Suggested-by: Sagi Grimberg <sagi@xxxxxxxxxxx>
Signed-off-by: Daniel Wagner <dwagner@xxxxxxx>
---
drivers/nvme/host/auth.c | 4 ++--
drivers/nvme/host/fabrics.c | 10 +++++++++-
drivers/nvme/host/fc.c | 2 ++
drivers/nvme/host/nvme.h | 1 +
drivers/nvme/host/rdma.c | 1 +
drivers/nvme/host/tcp.c | 1 +
6 files changed, 16 insertions(+), 3 deletions(-)

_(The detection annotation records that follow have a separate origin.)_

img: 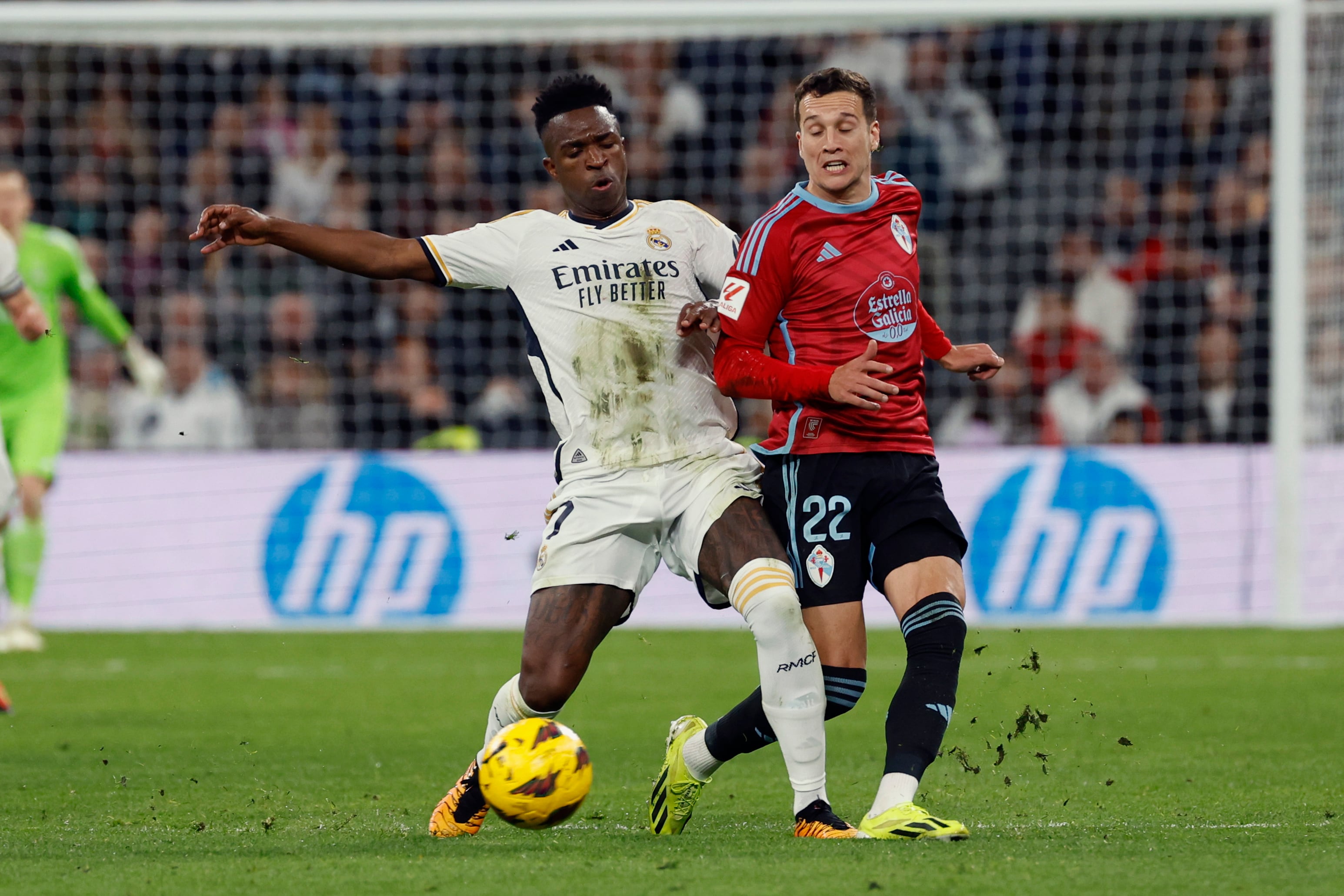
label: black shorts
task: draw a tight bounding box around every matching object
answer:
[761,451,966,607]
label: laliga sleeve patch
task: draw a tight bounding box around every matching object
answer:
[807,544,836,588]
[891,215,915,255]
[719,277,751,326]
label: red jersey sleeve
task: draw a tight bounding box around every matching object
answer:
[714,213,835,402]
[918,302,951,361]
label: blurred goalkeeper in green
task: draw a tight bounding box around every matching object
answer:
[0,164,164,653]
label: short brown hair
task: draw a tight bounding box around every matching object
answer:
[793,69,877,126]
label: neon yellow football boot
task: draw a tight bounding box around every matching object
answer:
[859,803,970,839]
[649,716,710,834]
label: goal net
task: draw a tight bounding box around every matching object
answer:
[0,4,1301,449]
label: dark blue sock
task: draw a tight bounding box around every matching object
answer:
[887,591,966,778]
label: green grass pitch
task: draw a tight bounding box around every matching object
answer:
[0,630,1344,896]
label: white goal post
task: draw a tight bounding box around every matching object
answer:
[0,0,1317,625]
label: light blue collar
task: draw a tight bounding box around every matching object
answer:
[793,177,877,215]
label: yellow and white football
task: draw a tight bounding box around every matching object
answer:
[481,719,593,829]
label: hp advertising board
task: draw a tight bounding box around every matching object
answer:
[35,446,1344,630]
[263,455,462,622]
[966,451,1171,621]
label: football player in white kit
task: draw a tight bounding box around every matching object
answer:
[192,74,857,838]
[0,220,51,666]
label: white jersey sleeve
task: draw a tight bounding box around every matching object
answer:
[679,203,738,301]
[0,227,23,300]
[419,211,539,289]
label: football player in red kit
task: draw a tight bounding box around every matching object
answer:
[667,69,1003,839]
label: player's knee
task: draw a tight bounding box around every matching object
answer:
[517,656,583,713]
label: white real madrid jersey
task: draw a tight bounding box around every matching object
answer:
[420,201,737,478]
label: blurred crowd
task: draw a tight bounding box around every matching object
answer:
[0,21,1344,456]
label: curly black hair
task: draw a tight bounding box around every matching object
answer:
[532,71,611,136]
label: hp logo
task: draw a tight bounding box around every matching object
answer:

diff --git a/drivers/nvme/host/auth.c b/drivers/nvme/host/auth.c
index a264b3ae078b..368dcc6ee11b 100644
--- a/drivers/nvme/host/auth.c
+++ b/drivers/nvme/host/auth.c
@@ -797,7 +797,7 @@ static void nvme_queue_auth_work(struct work_struct *work)
NVME_AUTH_DHCHAP_MESSAGE_SUCCESS1);
if (ret) {
chap->status = ret;
- chap->error = -ECONNREFUSED;
+ chap->error = -EKEYREJECTED;
return;
}
@@ -818,7 +818,7 @@ static void nvme_queue_auth_work(struct work_struct *work)
ret = nvme_auth_process_dhchap_success1(ctrl, chap);
if (ret) {
/* Controller authentication failed */
- chap->error = -ECONNREFUSED;
+ chap->error = -EKEYREJECTED;
goto fail2;
}
diff --git a/drivers/nvme/host/fabrics.c b/drivers/nvme/host/fabrics.c
index d9a73b1b41c4..6dfa45dce232 100644
--- a/drivers/nvme/host/fabrics.c
+++ b/drivers/nvme/host/fabrics.c
@@ -573,8 +573,16 @@ EXPORT_SYMBOL_GPL(nvmf_connect_io_queue);
*/
bool nvmf_should_reconnect(struct nvme_ctrl *ctrl, int status)
{
- if (status < 0)
+ if (status < 0) {
+ /*
+ * authentication errors can be transient, thus retry a couple
+ * of times before giving up.
+ */
+ if (status == -EKEYREJECTED &&
+ ++ctrl->nr_auth_retries < 3)
+ return true;

I did not suggest nr_auth_retries. Where is the 3 coming from? The controller already
has a number of reconnects before it gives up, no reason to add another one.

Just don't return false based on the status if it is a transient authentication error.

The patch just needs to be modified from:
    if (status < 0)
to
    if (status < 0 && status != -EKEYREJECTED Plus a comment that explains it.